На вид Максиму было лет сорок пять, и был он похож на грека, точнее, на Аристотеля. Но не на того Аристотеля, который с бородой, а на Аристотеля без бороды, с большими, чуть оттопыренными ушами, со стрижкой под горшок, с широким носом, длинным ртом с постоянно поджатыми губами; с морщинами на лбу, которые сходились к переносице, вернее, от переносицы выскакивали на лоб и разбегались к ушам и под челку. Но руки у него были тонкие, а пальцы длинные с удивительной красоты ногтями, похожими на продолговатые виноградины – того сорта, который растет только на Родосе и только в Линде.

Эти пальцы он сейчас поднес к своему лицу и оглаживал подбородок, точно там была борода, хотя никакой бороды не было, а лицо было чисто выбрито.

– А ты где ночевал, Максим? – продолжая улыбаться, спросил Пилат.

– Я ночевал здесь, во дворце, – отвечал Максим.

Волосы у него были пепельного цвета, а глаза – неопределенного цвета и большие. Глаз он никогда не щурил, никакого лукавства во взгляде не было, зато была грусть и какая-то давно накопившаяся усталость – не столько от жизни, сколько от самого себя и собственных мыслей. И этими большими, грустными и усталыми глазами он теперь медленно разглядывал Пилата, как живописец, который готовится написать портрет и хочет подсмотреть и запечатлеть в памяти каждую черточку, каждое выражение.

– Во флигеле Агриппы? – спросил Пилат.

– Нет, во флигеле Августа.

– Но я ведь просил ночевать в моем флигеле?

– Твой флигель готовили к твоему приезду.

– Ночью готовили?

– До позднего вечера. А я захотел лечь спать пораньше.

– Ну, а я, вместо того чтобы ночевать в Лидде, решил переночевать в Иоппии, – ласково сказал Пилат и перестал улыбаться.

Пилат зашел в ротонду, подставил правую руку под струю фонтана сперва пальцами вниз, затем ладонью. Потом то же самое проделал с левой рукой. Потом стал тереть ладонью о ладонь.

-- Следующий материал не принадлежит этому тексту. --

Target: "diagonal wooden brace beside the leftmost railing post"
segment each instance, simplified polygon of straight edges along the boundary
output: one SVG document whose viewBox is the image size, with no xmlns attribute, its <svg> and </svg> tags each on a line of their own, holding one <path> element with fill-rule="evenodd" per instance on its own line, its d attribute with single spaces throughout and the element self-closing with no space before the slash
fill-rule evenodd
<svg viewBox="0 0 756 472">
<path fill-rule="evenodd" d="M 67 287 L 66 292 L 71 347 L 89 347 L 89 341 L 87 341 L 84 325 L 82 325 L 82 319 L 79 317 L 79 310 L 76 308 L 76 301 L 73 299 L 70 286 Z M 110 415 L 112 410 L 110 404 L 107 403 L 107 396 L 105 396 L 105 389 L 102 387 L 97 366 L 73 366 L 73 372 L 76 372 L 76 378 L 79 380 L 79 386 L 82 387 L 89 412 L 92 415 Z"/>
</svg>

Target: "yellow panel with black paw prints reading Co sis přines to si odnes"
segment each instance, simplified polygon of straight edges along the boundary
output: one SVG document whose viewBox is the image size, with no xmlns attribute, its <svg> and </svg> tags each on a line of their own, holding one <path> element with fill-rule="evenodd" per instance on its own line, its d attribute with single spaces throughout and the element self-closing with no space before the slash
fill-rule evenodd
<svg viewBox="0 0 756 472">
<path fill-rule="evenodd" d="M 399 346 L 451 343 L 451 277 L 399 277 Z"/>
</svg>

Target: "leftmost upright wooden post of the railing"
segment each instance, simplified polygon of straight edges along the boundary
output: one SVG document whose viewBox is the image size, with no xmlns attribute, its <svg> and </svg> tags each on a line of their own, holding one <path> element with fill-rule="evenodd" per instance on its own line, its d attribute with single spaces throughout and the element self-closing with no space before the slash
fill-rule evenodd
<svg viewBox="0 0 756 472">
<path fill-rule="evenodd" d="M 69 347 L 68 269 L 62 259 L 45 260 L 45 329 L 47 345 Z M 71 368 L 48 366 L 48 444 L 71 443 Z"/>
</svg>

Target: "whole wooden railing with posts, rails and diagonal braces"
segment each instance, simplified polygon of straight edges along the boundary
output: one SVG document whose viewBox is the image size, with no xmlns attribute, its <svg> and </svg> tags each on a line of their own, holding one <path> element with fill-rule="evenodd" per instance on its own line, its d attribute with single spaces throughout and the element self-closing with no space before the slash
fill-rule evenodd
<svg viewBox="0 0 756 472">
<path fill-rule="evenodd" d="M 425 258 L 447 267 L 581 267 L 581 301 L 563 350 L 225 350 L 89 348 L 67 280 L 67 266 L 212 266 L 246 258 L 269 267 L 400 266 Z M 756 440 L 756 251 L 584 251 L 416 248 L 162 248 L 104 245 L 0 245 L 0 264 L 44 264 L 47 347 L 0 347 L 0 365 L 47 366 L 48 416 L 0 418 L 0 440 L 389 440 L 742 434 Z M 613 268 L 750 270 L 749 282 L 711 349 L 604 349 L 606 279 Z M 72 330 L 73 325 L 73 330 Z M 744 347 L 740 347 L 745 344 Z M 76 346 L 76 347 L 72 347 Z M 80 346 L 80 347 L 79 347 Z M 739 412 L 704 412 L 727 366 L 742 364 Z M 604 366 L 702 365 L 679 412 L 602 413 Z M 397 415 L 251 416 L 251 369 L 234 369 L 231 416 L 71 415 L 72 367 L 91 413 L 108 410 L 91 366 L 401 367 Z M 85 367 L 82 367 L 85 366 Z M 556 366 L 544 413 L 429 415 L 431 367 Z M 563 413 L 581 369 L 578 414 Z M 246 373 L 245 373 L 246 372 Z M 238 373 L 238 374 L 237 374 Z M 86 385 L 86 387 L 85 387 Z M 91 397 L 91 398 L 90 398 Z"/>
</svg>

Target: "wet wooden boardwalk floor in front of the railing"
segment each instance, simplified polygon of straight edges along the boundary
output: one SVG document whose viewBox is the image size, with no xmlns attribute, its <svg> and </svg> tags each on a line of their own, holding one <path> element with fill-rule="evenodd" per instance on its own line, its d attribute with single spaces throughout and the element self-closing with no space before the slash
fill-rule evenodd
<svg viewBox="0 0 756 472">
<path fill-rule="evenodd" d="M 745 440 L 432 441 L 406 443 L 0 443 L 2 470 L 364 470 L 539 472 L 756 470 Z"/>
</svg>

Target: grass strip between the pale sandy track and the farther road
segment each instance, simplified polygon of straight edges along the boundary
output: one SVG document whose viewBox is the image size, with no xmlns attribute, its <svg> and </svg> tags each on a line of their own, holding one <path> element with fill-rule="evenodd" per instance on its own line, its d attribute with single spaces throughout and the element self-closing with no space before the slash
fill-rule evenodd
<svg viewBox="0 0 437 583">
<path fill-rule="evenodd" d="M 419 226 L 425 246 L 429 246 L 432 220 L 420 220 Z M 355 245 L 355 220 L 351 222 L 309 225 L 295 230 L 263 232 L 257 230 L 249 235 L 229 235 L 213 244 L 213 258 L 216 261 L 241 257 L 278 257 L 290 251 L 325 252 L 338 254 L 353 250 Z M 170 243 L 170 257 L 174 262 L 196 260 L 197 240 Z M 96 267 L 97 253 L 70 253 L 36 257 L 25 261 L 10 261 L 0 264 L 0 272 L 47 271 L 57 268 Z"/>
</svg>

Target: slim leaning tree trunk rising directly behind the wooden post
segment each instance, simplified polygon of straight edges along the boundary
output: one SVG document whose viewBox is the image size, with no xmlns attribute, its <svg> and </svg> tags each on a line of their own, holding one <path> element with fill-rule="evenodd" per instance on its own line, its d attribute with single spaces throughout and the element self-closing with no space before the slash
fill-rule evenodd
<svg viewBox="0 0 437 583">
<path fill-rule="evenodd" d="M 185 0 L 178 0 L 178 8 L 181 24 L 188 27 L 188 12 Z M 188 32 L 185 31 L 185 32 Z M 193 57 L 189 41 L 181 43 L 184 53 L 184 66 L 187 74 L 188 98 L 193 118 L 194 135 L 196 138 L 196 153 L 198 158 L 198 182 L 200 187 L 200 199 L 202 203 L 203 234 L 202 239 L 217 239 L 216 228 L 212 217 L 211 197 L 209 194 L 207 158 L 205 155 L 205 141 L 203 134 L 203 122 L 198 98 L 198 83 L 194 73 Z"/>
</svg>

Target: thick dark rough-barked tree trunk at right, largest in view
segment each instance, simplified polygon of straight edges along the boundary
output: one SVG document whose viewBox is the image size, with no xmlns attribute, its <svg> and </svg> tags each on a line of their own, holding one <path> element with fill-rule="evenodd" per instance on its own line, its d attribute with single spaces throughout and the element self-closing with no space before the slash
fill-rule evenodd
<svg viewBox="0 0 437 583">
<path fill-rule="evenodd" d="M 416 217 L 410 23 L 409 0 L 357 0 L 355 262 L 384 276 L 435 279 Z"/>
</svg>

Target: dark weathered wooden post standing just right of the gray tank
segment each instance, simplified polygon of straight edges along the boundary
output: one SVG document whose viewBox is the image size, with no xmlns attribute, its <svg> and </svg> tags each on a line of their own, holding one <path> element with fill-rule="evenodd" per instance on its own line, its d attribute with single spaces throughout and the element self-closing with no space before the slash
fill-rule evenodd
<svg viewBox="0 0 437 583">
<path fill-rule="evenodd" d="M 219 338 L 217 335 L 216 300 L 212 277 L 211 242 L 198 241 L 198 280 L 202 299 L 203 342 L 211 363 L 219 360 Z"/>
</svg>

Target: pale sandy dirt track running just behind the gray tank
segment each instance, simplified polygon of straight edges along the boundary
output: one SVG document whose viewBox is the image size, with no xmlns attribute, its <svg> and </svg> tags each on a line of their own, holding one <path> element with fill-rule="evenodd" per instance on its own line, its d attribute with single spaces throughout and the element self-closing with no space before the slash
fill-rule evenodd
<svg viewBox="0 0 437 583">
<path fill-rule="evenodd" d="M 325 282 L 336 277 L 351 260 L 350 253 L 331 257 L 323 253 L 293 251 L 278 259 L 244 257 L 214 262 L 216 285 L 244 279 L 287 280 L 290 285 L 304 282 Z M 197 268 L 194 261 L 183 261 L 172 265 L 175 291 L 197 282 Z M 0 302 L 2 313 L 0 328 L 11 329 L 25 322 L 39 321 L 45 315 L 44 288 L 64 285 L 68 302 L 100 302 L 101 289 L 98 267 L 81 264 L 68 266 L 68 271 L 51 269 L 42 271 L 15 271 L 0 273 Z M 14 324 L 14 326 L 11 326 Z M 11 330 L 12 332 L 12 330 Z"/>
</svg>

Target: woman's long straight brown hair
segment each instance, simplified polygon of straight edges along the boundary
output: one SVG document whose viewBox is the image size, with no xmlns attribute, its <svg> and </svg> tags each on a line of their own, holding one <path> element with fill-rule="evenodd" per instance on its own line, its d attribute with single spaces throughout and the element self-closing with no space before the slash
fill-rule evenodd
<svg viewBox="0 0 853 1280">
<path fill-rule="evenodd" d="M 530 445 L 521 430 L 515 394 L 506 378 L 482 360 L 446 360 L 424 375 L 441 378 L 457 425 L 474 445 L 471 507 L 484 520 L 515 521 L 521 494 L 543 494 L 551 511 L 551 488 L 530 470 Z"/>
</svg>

– Не совсем так это делается, – заметил Максим. – Сперва держишь кисть пальцами вверх, а потом вниз. И ладони очищаются не друг о дружку, а каждую ладонь сжатым кулаком противоположной руки. Вот так. – Максим показал, как это делают иудеи.

– Ты все их ритуалы знаешь? – усмехнулся Пилат.

– Службе многое приходится подмечать и запоминать. Ведь никогда не знаешь, что может пригодиться в следующую минуту.